Richard L. Bowen, M.D.

Dr. Bowen received his undergraduate degree in Biology from the University of South Carolina in 1980 and earned his medical degree from the Medical University of South Carolina in Charleston in 1985. He completed his residency in Family Medicine at Spartanburg Regional Medical Center in 1988. Following his residency, Dr. Bowen worked in Emergency Medicine before transitioning into private, hospital-based Family Medicine.

His experiences caring for patients sparked a passion for medical research. Over the years, he has authored more than 25 papers in peer-reviewed journals. Notably, the Food and Drug Administration cited Dr. Bowen’s research as the primary basis for the 1997 removal of the diet drug fen-phen from the market. Based on a single patient encounter, he later turned his focus to Alzheimer’s disease, proposing a new cause and possible treatment of the disease. This led him and his collaborator, Craig Atwood PhD, to develop a new theory of aging published in Gerontology in 2004.

Based on this theory, Dr. Bowen subsequently led a Phase II clinical trial for this novel Alzheimer’s treatment. The very positive findings of the trial were presented at the “New Approaches to Mental Illness in the Era of the National Brain Initiative” 2014 Annual Meeting of the American Society of Clinical Psychopharmacology (ASCP) and later that year at the 2014 Clinical Trials on Alzheimer’s Disease (CTAD) conference in Philadelphia. The full results were then published in the Journal of Alzheimer’s Disease (January 2015). A follow-up clinical trial, funded by the National Institutes of Health (NIH), based on the initial study, is ongoing. The results are expected to be released in late 2026.

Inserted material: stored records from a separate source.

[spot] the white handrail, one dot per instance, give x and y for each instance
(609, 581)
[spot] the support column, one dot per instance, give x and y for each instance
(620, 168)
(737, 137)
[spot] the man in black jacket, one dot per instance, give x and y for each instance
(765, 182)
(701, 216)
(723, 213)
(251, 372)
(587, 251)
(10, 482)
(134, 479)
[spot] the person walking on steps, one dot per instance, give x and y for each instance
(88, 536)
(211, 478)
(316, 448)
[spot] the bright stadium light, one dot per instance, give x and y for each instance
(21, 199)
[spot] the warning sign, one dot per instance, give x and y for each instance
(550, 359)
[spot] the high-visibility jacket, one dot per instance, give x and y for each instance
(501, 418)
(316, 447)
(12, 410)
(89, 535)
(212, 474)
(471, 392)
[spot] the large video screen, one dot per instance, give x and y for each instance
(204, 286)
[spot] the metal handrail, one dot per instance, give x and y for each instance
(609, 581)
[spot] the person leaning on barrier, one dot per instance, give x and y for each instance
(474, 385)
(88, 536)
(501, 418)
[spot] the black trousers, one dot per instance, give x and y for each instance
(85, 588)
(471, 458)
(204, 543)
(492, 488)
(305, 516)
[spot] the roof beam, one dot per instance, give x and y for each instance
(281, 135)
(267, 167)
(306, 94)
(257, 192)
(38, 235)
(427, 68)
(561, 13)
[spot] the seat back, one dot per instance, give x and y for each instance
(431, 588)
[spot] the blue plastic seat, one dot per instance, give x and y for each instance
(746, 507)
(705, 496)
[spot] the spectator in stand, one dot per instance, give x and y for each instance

It was at the ASCP conference that he first learned about the transformative effects of ketamine therapy in treating treatment-resistant depression. Inspired by the results and patient outcomes, Dr. Bowen made ketamine therapy a core part of his practice. Over the past seven years, he has personally administered over 30,000 ketamine infusions and has become a leading advocate for its use in mental health care. He emphatically states, “Providing ketamine treatment for depression is by far the most rewarding thing I have done during my thirty-year career.”

Dr. Bowen is recognized as a pioneer in the field and the leader in advancing ketamine care throughout South Carolina. Two other ketamine centers in the state have been trained by Dr. Bowen, further demonstrating his commitment to expanding access to this life-changing treatment.

Outside of medicine, Dr. Bowen is the proud father of five grown children—two sons and three daughters.